Эта бренность дел мирских не душит надежду – наоборот, признавая их мимолетность, но не отказываясь при этом от усилий, мы раскрываемся навстречу подлинной надежде, которая возвышает наш труд и превращает его в место встречи с Богом. Таким образом, наша деятельность освещается светом вечности, который рассеивает тьму разочарования. Но если свои мирские планы мы объявим абсолютными целями, заслонив ими обитель вечности и позабыв ту истинную цель, ради которой мы созданы (любить Бога, прославлять Его, обладать Им в вечной жизни на Небесах) – то самые благие намерения станут предательством, и даже орудием унижения твари. Вспомните знаменитое, потрясающее своей искренностью восклицание блаженного Августина, который испытывал горести, пока не знал Бога и искал счастья вне Его: Ты создал нас, Господи, для Себя, и наше сердце не знает покоя, пока не успокоится в Тебе [Блаж. Августин, Confessiones, 1, 1, 1 (PL 32, 661).]. Возможно, что в жизни людей нет ничего более трагичного, чем заблуждения, которые извращают или фальсифицируют надежду, подменяя собой нашу истинную цель – ту Любовь, которая насыщает, но которой невозможно пресытиться.

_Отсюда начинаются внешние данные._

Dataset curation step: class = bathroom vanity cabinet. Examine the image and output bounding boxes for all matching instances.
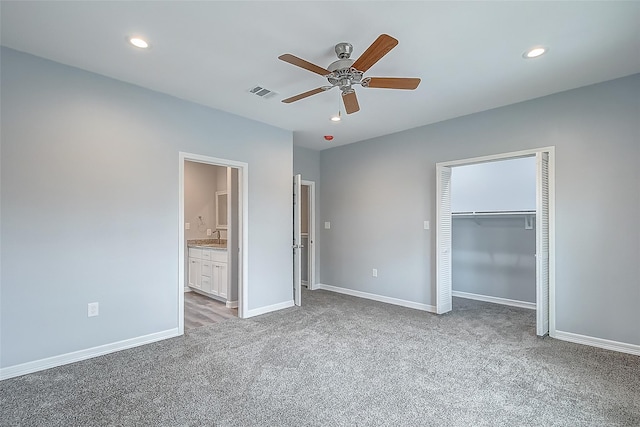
[188,247,228,300]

Меня наполняет истинной надеждой возможность осознавать себя сыном Божиим. Хочу, чтобы и вы испытали со мной это чувство. Будучи добродетелью сверхъестественной, надежда вливается в человеческое существо, принимает нашу природу и, таким образом, становится добродетелью истинно человеческой. Убежденность в том, что мы достигнем Неба, если сохраним верность Богу до самой смерти, наполняет меня уже сейчас радостью и счастьем, которые обязательно будут нам дарованы – "quoniam bonus", ибо Он благ, ибо вовек милость Его [Пс 106 (105), 1.]. Благодаря этому убеждению я понимаю, что только отмеченное печатью Божией несет на себе неизгладимый знак вечности и обладает истинной ценностью. Поэтому надежда не отрывает меня от земных забот – просто я подхожу к ним с новыми, христианскими мерками, выявляющими во всем связь падшей природы с Богом-Творцом и Богом-Спасителем.
209
На что надеяться
Возможно, кто-то спросит меня: на что же мы, христиане, должны надеяться? В мире есть столько привлекательного для нас, для нашего сердца, которое жаждет счастья и страстно стремится к любви. Кроме того, мы хотим сеять полными пригоршнями мир и радость – не стремясь к личному благополучию, но удовлетворяя потребности тех, кто нас окружает.
К несчастью некоторые, обладающие кругозором, достойным похвалы, но все же несколько ограниченным, сосредоточенным на достижении недолговечных и мимолетных идеалов, забывают, что христианский порыв должен быть нацелен на самые высокие вершины. Нас влечет Сама Любовь Божия, мы хотим наслаждаться Ею вечно, наслаждением бесконечным. Мы уже столько раз убеждались в том, что все сущее здесь, внизу, пройдет, когда этот мир перестанет существовать – а для каждого из нас еще раньше, со смертью, ибо никто не возьмет с собой в могилу ни почестей, ни богатства. Поэтому мы, вознося наши сердца на крыльях надежды к Богу, усвоили эту молитву: "In Te Domine speravi, non confundar in aternum", на Тебя, Господи, уповаю, да не постыжусь вовек [Пс 31 (30), 2.], направляй меня Своими руками ныне, и во веки вечные.